Mobile phones help development
By Tim Worstall | 16 March 2005
The current issue of The Economist reports on how competitive markets for mobile telephony can boost economic growth in poor countries.
A functioning telecoms network enables information to be spread more quickly - so that a seller doesn't need to walk three miles to bargin with a buyer. That's good for trade and good for economic growth. Mobile networks are enabling it to leap-frog creating a universal land-line network.
A paper by Waverman, Meschi and Fess looks at the effect of growth in mobile usage and the effect on GDP growth. A rise of 10 phones per 100 people leads to a 0.6 percentage point increase in GDP growth. That such an effect exists is no surprise, for Waverman did similar research into land lines in the rich world in the 70s and 80s with a similar result.

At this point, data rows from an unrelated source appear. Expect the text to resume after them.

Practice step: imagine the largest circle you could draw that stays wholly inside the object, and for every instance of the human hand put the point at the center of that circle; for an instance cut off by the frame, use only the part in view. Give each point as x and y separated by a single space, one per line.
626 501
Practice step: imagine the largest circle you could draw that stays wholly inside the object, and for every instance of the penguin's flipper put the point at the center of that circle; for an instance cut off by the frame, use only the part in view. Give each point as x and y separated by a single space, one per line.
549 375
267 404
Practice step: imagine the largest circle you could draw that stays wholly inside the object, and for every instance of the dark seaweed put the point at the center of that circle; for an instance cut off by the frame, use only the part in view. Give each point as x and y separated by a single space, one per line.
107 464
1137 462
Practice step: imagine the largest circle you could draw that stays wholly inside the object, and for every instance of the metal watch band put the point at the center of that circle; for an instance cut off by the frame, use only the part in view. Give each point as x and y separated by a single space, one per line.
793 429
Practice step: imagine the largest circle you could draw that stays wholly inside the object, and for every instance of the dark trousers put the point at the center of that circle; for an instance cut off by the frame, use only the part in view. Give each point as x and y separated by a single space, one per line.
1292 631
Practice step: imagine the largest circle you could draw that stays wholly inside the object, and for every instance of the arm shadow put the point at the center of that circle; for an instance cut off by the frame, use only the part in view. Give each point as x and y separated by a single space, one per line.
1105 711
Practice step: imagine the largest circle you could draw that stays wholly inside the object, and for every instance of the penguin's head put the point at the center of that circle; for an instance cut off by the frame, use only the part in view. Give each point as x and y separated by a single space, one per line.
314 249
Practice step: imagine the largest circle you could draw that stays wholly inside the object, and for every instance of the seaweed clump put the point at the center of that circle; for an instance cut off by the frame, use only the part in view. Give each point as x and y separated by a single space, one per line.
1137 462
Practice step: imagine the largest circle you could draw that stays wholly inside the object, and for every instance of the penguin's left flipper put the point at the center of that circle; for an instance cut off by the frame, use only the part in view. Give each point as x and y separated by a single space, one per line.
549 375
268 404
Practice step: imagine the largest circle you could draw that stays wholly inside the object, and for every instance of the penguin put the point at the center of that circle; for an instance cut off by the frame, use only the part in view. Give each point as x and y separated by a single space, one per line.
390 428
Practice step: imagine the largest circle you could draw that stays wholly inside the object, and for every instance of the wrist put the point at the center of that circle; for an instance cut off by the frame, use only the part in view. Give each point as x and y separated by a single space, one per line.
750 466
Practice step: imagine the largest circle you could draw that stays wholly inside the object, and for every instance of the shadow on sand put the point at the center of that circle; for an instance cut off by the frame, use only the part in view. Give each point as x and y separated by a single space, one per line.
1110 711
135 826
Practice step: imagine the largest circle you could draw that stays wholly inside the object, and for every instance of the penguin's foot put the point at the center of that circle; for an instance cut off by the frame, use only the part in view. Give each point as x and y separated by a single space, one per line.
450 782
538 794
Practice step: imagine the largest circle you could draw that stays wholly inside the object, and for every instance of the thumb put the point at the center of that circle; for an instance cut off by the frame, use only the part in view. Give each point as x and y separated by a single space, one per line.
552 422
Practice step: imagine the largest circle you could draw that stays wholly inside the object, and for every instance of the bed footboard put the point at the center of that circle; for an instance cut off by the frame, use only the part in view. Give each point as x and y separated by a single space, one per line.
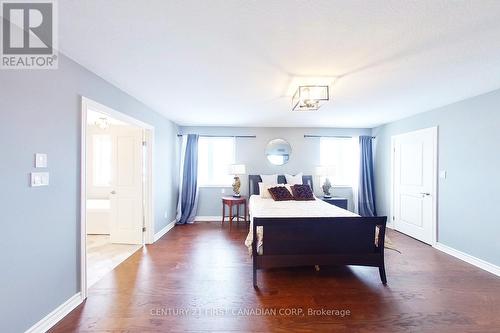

The report also points out that markets with competing suppliers have higher usage rates than those with monopolies. DR Congo has two phones per 100 people, Ethiopia 0.13, there are six providers in the former and one in the latter (the two countries have similar incomes, $100 per capita a year).
The Economist says that: "Instead of messing around with telecentres and infrastructure projects of dubious merit, the best thing governments in the developing world can do is to liberalise their telecoms markets, doing away with lumbering state monopolies and encouraging competition."